S.B. is a 57-year-old African American man with newly diagnosed late-stage small-cell lung cancer. He has undergone radiation therapy to the brain for his metastases and is to start chemotherapy next week. His past medical history includes hypertension. He has no known drug allergies. A combination chemotherapy regimen has been chosen: cisplatin 100 mg/m2 for one dose on the first day and etoposide 100 mg/m2 IV every day for 3 days. He has experienced nausea and vomiting.
J.C. is a 42-year-old white man presenting with a 2-month history of intermittent mid-epigastric pain. The pain sometimes wakes him up at night and seems to get better after he eats a meal. J.G. informs you that he was told by his doctor 6 months ago that he had an infection in his stomach. He never followed up and has been taking over-the-counter Zantac for 2 weeks without relief. He is concerned because the pain is continuing. He has no other significant history except he is a 20 pack-year smoker and he drinks 5 cups of coffee a day. He eats late at night and goes to bed about 30 minutes after dinner. He also takes Motrin twice a day for shoulder pain. He is allergic to penicillin.

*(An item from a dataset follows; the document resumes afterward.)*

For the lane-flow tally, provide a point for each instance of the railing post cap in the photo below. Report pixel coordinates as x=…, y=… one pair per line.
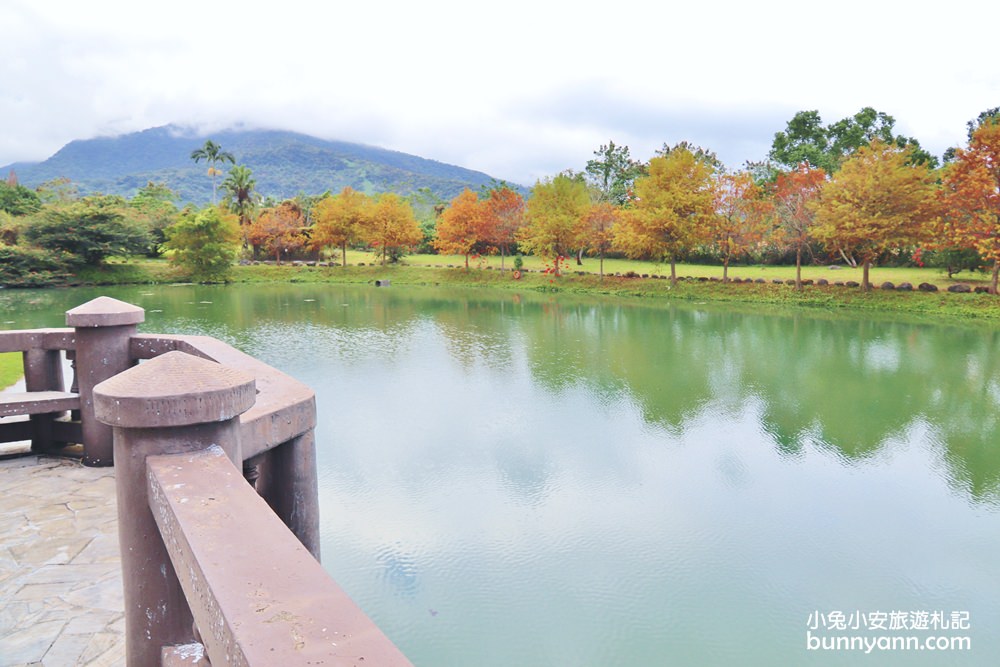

C.J. is a 71-year-old woman who presents for follow-up. She complains of hard, dry stools over the past week. She remembers reading an educational brochure she picked up in her pharmacy that suggested increasing her fiber and fluid intake, but this has not alleviated her problem. C.J.’s past medical conditions include hypertension and chronic renal insufficiency. She had a stroke 1 year ago with little or no residual. Her medications include verapamil SR 240 mg daily, lisinopril 10 mg orally once daily, calcium carbonate 1,250 mg twice daily orally, and aspirin 325 mg orally once daily.
T. is a 34-year-old white man who presents with diarrhea of 2 days’ duration. His other symptoms are nausea with vomiting and blood stools for 1 day. The history reveals that the patient has just returned from a 3-day honeymoon in Mexico. He was careful to eat steaming hot foods and beverages but did have a frozen drink the last night of the trip.
S.C. is a 38-year-old woman who presents with intermittent diarrhea with camping that is relieved by defecation. The diarrhea is not blood or accompanied by nausea and vomiting. Review of past medical history includes some childhood “problems with my stomach,” hypertension, and a recent cholecystectomy. She works as a housekeeper in a local inn and does not drink alcohol or smoke cigarettes.
B.F., age 28, presents with diarrhea and abdominal pain. He says he feels weak and feverish. His symptoms have persisted for 5 days. He tells you he has 8 to 10 bowel movements each day, although the volume of stool is only about “half a cupful.” Each stool is watery and contains bright-red blood. Before this episode, he had noticed a gradual increase in the frequency of his bowel movements, which he attributed to a new vitamin regimen. He has not traveled anywhere in the past 4 months and has taken no antibiotics recently. His medical history is significant for UC; his most recent exacerbation was 2 years ago. He is taking no medications except vitamins.
Examination findings include a tender, slightly distended abdomen. His BP is 122/84 sitting, 110/78 standing; HR 96 bpm; and temperature of 100°F. Otherwise, physical findings are unremarkable. Laboratory study results reveal hemoglobin 12 g/dL; hematocrit 38%; white blood cell count 12,000/mm3; platelet count 242k; sodium 132; potassium 3.6. All other study results are within normal limits. The most recent colonoscopy findings (4 years ago) revealed granular, edematous, friable mucosa with continuous ulcerations extending throughout the descending colon.